Providence Journal’s editorial library as it once looked. It was redecorated by Virgin Pulse.
Sad news. Yesterday, I opened the Providence Journal to read, with some pleasure, of Virgin Pulse moving its Framingham, Mass., headquarters into the Georgian Revival building on Fountain Street owned by the paper since its construction in 1934. It was designed by the Detroit architect Albert Kahn. The famous Fourth Floor was added in 1948. It survives, but the equally famous Editorial Library is now history, as the Journal today reports.
The building was sold to local developer Buff Chace in the run-up to the newspaper’s sale in 2014. G.E. Digital has already opened an office there, as a sop to Providence after General Electric decided to relocate its Connecticut headquarters to Boston. The Journal itself is now run from the building’s second story. Chace hopes to erect an attractive apartment building on the Journal parking lot across Fountain.
The story by Patrick Anderson, “Virgin Pulse moves HQ to RI,” has a photograph of what has been done to the editorial library, which was the meeting room for the paper’s corporate officers and editorial staff. When I first came to the Journal we met there every morning. Toward the end we only met there when bigwigs would come chat with us. The editorial staff slowly shrank from a dozen in 1984 to three in 2014, and to a mere pair (an editor and a deputy editor) not long after that.
Anderson’s story concludes with this comment: “Although the stuffy wood-paneled Journal Editorial Board library has been transformed with trendy lighting and furniture, the company is still deciding what to do with the historic art deco auditorium and lobby.” I had hoped that somehow the historic chamber might be saved, but I suppose the reporter’s language reflects current reality. A room of dignified refinement is described as “stuffy,” and the current setup is described, with evident equanimity, as “trendy.” That must be a synonym for “ghastly.” (Last photo)
No doubt even if the library had been preserved intact (doubtful given the corporate sensibility of Virgin Pulse), the room’s portraits of dead white males and its trophy case featuring the silver serving set gifted to the Journal in 1842 would have got the heave-ho. The set was a reward for the Journal’s support – impossible to defend today – for the state’s suppression of the Dorr Rebellion (the good guys, led by Thomas Wilson Dorr) by the Law & Order Party (the bad guys).
Perhaps the shrinking newspaper should have rented the fourth floor instead of the second floor. But that would probably have led to equally ghastly renovations. The Journal had gutted its offices below the fourth floor decades ago in favor of furnishings worthy of an office typing pool.
Speaking of which, columnist Mark Patinkin recently argued that the Journal may have been reduced in size but not in the eagerness of its reporters and editors to get the story and to get it right. Maybe, but the fate of the editorial library pretty much encapsulates the Journal’s sad state, which reflects that of the industry in general.
But at least readers of this blog can see the library as it was in its heyday. The old mahogany walls and shelves remain, suggesting that its restoration, along with the stuffy old books and oil paintings, remains a possibility on some future happy date.

The Journal building, erected in 1934, with fourth floor added in 1948.

The editorial library. The staff entered at door to left, the publisher at center door.

Silver service gifted to Journal by Law & Order Party after Dorr War, 1841-42.

Once the publisher’s office door, left. Entrance to library through door at right.

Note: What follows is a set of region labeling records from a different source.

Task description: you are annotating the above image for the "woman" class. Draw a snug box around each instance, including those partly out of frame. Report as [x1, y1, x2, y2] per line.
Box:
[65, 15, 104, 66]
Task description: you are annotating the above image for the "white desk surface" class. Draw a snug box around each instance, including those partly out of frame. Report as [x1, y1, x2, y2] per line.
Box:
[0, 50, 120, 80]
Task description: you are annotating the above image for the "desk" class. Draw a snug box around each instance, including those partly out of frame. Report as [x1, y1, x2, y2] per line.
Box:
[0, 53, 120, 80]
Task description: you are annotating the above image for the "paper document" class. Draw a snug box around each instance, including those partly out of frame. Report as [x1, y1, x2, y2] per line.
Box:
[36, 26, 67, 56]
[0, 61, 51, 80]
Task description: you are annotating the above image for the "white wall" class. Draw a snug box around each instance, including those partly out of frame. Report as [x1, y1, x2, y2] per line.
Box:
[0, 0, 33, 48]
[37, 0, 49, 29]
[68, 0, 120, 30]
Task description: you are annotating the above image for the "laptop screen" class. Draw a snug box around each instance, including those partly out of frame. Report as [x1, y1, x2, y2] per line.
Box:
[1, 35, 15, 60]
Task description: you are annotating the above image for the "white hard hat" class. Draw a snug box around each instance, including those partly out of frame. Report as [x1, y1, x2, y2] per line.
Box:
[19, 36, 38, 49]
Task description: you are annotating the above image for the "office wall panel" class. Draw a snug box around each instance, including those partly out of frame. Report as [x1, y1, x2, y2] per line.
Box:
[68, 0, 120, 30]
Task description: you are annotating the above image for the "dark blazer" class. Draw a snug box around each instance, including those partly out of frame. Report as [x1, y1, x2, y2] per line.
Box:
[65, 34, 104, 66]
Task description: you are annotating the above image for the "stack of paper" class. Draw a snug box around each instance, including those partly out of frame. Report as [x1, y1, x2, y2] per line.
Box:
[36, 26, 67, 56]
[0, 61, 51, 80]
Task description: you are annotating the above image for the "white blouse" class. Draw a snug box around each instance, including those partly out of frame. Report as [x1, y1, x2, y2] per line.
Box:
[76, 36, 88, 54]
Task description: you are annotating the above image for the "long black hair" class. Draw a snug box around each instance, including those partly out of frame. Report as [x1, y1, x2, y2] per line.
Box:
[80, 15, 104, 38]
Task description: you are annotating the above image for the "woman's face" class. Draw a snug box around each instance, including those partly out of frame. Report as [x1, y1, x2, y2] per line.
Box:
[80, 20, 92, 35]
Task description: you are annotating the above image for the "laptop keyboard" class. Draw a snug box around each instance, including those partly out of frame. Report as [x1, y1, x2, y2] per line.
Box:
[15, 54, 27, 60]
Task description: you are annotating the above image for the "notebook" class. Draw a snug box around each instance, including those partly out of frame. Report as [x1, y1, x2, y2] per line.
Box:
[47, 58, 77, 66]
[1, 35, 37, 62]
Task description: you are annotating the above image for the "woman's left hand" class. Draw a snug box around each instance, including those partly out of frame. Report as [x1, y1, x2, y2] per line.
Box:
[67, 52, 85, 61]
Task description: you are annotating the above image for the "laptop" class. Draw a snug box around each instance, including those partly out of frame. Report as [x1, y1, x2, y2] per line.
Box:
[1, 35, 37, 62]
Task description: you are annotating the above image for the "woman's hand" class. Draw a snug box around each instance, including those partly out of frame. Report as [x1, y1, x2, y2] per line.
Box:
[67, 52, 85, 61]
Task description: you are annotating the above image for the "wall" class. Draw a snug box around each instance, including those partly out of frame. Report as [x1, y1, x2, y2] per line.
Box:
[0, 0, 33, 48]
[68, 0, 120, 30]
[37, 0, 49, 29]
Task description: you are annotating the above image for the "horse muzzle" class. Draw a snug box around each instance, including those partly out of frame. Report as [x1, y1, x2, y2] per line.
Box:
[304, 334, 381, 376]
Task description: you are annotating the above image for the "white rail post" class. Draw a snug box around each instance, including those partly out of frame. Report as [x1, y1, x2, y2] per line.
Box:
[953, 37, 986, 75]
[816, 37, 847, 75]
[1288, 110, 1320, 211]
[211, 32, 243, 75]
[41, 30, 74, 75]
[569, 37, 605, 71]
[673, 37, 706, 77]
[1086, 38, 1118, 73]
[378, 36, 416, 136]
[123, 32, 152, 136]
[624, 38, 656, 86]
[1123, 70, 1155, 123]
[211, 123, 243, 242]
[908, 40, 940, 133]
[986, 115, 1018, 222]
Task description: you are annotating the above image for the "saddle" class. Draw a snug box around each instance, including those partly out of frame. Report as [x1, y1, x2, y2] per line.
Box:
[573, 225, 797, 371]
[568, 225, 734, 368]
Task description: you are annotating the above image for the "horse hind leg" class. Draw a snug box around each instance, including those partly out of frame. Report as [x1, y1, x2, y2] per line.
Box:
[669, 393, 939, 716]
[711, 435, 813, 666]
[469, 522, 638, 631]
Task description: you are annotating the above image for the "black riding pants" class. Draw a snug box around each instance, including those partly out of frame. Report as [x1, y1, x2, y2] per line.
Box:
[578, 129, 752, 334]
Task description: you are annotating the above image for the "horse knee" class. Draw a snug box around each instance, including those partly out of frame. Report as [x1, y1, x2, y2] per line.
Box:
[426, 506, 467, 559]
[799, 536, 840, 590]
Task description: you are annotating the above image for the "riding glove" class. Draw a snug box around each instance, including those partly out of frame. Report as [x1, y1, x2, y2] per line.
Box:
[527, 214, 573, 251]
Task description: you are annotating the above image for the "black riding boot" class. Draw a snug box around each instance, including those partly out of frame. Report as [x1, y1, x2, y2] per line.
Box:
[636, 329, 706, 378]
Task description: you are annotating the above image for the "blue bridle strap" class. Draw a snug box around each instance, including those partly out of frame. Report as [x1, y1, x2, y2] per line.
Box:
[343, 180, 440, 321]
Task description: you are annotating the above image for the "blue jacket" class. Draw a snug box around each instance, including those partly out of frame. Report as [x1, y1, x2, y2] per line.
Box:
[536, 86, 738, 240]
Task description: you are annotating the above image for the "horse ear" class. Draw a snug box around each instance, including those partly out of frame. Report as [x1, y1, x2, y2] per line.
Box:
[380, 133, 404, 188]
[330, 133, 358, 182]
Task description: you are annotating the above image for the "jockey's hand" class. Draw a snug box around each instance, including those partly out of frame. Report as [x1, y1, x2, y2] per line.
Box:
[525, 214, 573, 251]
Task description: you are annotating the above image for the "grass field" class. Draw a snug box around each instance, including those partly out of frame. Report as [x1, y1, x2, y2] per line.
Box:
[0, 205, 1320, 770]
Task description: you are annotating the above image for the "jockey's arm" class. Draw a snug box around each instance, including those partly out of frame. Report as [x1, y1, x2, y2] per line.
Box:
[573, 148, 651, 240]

Lobby of the fourth floor, with auditorium at left. Unsure whether this has changed.

Elevators opening onto fourth-floor lobby. Hall at right led to middle lobby, next photo.

Middle lobby, with wet bar. Hallway at left led to editorial department and front office.

Some of the dead white male publishers whose portraits lined the walls of middle lobby.

Editorial library now looks like this after “trendy” renovation by Virgin Pulse. (Journal photograph withdrawn by Architecture Here and There at request of Journal. It may be seen by clicking on this link to the Journal’s article on Virgin Pulse.)